# 價值股策略

In [6]:
import pandas as pd
import numpy as np
import pymongo
from typing import Union
import datetime
from tqdm import tqdm
import matplotlib.pyplot as plt


### Class預期
1. 關於資料的讀取 - 最後都要組成單檔股票為一個sheet來處理
    * 抓取資料後存到dict? 或是存成numpy? 也可以存在pandas(每個資料一個sheet) - 以存到numpy為主要測試方向(快很多)
    * 確定numpy沒辦法用標籤對齊，可先用熊貓組成資料後對齊，最後轉成numpy再來運算(避免錯誤)
2. 關於資料的改動
    * 需要用到的資料最後變成每個資料一個sheet，捨棄不需要用的資料省下記憶體與增加速度 - 要記得思考要如何同時跟其他股票在同一時間判斷進出場(資金控管需求)
3. 關於回測
    * 關於回測的預期: return 損益、部位以及transactions - return、position index=datetime, columns=symbols+cash

In [54]:
class Base(object):
    def __init__(self, client: pymongo.MongoClient):
        self._config()
        self.client = client


    def _config(self):
        # 設定繪圖、TQDM讀取條、小數點位數、顯示視窗長度
        pd.options.plotting.backend = "matplotlib"
        tqdm.pandas(desc="progress-bar")
        plt.rcParams['font.family'] = ['Microsoft JhengHei'] # 中文標籤
        plt.rcParams['axes.unicode_minus'] = False # 負號
        pd.set_option('display.max_rows', 200)
        pd.set_option('display.float_format', lambda x: '%.3f' % x)
        pd.options.display.float_format = '{:,.4f}'.format

class DataCenter(Base):
    def __init__(self, client: pymongo.MongoClient):
        super().__init__(client)
        self.data = {}
        self.factors = {}

    def get_from_mongo(self, elements: Union[str, list], db:str='Fields',
     start: Union[datetime.datetime, None]=None, 
     end: Union[datetime.datetime, None]=None):
        """
        elements: Element, 表示要在Mongo中抓哪些資料, 可用list包起來好幾項
        start: 開始時間
        end: 結束時間
        """
        if start != None:
            if type(elements) != list:
                self.data[elements] = pd.DataFrame(self.client[db][elements].find({"日期": {'$gt': start, '$lt': end}}, {'_id': 0})).set_index('日期')
            else:
                for e in elements:
                    self.data[e] = pd.DataFrame(self.client[db][e].find({"日期": {'$gt': start, '$lt': end}}, {'_id': 0})).set_index('日期')
                    print(f'Data {e} has shape {self.data[e].shape}')
        else:
            if type(elements) != list:
                self.data[elements] = pd.DataFrame(self.client[db][elements].find({}, {'_id': 0}))
                if '日期' in self.data[e].columns:
                    self.data[e] = self.data[e].set_index('日期')
            else:
                for e in elements:
                    self.data[e] = pd.DataFrame(self.client[db][e].find({}, {'_id': 0}))
                    if '日期' in self.data[e].columns:
                        self.data[e] = self.data[e].set_index('日期')
                    print(f'Data {e} has shape {self.data[e].shape}')            

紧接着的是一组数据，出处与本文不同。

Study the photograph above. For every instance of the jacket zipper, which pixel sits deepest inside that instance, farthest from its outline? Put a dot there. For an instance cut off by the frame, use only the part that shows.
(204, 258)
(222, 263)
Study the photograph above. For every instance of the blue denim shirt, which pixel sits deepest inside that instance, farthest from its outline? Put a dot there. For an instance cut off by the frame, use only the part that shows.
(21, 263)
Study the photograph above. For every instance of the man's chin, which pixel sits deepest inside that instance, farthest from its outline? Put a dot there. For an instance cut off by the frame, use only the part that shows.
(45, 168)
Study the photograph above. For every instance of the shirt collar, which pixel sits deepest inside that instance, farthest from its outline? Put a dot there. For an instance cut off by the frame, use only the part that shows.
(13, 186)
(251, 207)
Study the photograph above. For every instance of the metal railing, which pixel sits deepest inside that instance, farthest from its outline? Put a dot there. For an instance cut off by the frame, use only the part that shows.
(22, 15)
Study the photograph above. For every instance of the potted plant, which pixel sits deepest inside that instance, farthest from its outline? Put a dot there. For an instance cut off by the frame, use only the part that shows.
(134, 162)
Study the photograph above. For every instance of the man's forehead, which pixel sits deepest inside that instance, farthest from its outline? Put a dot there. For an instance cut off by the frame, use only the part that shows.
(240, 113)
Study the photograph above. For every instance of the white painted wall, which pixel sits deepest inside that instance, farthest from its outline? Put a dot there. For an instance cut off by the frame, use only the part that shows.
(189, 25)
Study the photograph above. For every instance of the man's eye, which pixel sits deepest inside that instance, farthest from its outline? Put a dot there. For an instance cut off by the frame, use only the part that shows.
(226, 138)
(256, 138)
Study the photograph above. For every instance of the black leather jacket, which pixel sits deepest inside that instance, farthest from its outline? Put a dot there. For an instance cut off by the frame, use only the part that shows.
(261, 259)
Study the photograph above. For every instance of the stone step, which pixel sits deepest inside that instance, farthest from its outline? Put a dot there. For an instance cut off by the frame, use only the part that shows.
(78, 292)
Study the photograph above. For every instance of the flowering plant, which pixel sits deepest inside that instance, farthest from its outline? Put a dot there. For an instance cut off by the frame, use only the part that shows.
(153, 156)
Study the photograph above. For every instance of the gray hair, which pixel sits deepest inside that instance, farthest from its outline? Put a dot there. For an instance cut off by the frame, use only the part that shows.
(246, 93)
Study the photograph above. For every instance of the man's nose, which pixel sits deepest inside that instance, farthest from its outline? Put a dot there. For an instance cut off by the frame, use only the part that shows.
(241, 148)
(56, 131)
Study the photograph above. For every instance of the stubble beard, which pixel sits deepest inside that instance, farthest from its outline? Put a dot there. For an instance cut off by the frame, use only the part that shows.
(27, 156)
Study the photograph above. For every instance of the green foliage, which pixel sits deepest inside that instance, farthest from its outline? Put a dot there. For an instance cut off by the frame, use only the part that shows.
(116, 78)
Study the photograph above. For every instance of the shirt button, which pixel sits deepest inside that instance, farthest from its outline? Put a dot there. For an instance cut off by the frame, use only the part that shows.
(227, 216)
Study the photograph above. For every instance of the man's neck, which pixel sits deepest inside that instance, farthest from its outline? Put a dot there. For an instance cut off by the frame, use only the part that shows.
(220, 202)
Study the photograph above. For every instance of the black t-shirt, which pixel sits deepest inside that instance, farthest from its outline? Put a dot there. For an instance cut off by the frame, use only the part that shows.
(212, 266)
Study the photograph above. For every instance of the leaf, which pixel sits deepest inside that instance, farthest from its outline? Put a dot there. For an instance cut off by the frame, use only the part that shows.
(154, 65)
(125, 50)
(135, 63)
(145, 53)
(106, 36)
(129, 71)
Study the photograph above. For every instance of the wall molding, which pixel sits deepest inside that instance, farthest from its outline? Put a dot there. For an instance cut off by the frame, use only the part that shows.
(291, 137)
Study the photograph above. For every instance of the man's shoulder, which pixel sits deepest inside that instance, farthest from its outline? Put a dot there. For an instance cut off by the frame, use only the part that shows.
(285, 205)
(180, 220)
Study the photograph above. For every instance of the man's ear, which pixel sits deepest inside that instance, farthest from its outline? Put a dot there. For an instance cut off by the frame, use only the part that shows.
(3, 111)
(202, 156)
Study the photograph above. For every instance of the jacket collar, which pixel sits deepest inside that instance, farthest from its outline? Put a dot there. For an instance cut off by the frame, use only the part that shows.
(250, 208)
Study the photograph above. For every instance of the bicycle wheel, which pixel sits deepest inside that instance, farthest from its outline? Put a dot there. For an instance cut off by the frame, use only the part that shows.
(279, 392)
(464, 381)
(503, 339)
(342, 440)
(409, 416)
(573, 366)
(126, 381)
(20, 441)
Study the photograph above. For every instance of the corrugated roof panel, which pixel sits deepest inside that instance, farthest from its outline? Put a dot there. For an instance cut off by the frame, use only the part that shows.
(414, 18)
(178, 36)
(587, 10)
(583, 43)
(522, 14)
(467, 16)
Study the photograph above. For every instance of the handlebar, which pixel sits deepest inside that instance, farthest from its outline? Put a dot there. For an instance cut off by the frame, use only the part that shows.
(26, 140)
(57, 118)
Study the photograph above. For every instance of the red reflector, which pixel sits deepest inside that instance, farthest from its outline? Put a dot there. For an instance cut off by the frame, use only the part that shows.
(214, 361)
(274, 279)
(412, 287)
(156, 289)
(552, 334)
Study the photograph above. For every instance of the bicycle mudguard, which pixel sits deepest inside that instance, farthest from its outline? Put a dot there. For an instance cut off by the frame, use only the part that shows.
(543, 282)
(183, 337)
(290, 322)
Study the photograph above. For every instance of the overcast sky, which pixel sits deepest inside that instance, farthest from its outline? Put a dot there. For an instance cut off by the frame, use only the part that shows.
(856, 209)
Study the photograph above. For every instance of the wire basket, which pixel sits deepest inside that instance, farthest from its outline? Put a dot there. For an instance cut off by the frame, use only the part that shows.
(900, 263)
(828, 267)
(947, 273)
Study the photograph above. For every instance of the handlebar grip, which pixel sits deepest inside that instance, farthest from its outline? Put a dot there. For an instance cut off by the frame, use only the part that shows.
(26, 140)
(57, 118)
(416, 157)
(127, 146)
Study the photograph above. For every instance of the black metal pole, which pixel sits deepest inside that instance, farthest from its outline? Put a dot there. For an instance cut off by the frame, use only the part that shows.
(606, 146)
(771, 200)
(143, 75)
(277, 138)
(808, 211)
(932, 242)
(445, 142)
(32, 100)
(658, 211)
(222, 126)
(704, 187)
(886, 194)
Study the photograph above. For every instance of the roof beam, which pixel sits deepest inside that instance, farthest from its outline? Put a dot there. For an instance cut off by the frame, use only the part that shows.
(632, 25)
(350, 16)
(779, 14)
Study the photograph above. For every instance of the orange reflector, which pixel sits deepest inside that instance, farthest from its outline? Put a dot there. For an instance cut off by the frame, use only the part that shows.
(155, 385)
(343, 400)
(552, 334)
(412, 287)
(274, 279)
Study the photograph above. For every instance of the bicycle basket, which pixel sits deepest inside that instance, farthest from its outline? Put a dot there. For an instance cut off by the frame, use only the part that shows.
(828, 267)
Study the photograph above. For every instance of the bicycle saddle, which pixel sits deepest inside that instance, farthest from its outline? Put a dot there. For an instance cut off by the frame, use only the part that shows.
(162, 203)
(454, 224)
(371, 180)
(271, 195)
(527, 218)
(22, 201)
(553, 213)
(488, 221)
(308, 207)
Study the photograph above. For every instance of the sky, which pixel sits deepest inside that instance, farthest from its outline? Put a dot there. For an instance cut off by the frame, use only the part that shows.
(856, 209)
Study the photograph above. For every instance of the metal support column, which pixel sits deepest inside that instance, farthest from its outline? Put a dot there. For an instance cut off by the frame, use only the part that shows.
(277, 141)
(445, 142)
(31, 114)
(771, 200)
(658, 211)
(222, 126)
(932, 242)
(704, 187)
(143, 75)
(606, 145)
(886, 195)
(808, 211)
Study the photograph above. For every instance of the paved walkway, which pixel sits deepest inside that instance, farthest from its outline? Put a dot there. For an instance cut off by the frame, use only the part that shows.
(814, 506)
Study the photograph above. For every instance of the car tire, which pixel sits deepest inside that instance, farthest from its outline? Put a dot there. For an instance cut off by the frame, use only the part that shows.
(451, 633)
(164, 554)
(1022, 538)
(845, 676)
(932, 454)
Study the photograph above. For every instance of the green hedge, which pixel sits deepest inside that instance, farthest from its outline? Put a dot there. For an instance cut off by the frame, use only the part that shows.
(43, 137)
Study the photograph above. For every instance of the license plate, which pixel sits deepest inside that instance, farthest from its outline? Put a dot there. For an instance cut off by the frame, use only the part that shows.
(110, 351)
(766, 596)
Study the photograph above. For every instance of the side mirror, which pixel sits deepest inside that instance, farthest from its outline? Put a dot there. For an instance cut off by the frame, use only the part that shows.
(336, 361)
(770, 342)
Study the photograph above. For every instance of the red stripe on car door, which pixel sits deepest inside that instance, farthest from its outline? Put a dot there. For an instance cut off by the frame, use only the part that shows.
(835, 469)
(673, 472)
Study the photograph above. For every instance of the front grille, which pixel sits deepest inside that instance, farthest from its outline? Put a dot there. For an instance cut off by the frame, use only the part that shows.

    def set_factor(self, dataname: str, data: np.ndarray, check: bool=True):
        """
        放到factors的所有資料要有同樣的shape
        都set完後在backtesting中主要使用factor中的數據，與data分隔開(但計算損益還是會撈data的收盤價)
        """
        if check:
            d = self.factors[list(self.factors.keys())[0]].shape
            for k, v in self.factors.values():
                if v.shape != d:
                    return f'{k} not have same shape, It should have {d} but it get {v.shape}'

        self.factors[dataname] = data

    def set_factor_in_financial(self, base: str='EPS_Q', target: Union[str, list]='還原收盤價'):
        base_index = self.data[base].index
        if isinstance(target, str):
            target_data = self.data[target]
            self.set_factor(target, target_data.iloc[target_data.index.get_indexer(base_index, method='nearest')].values)
        else:
            for t in target:
                target_data = self.data[t]
                self.set_factor(t, target_data.iloc[target_data.index.get_indexer(base_index, method='nearest')].values)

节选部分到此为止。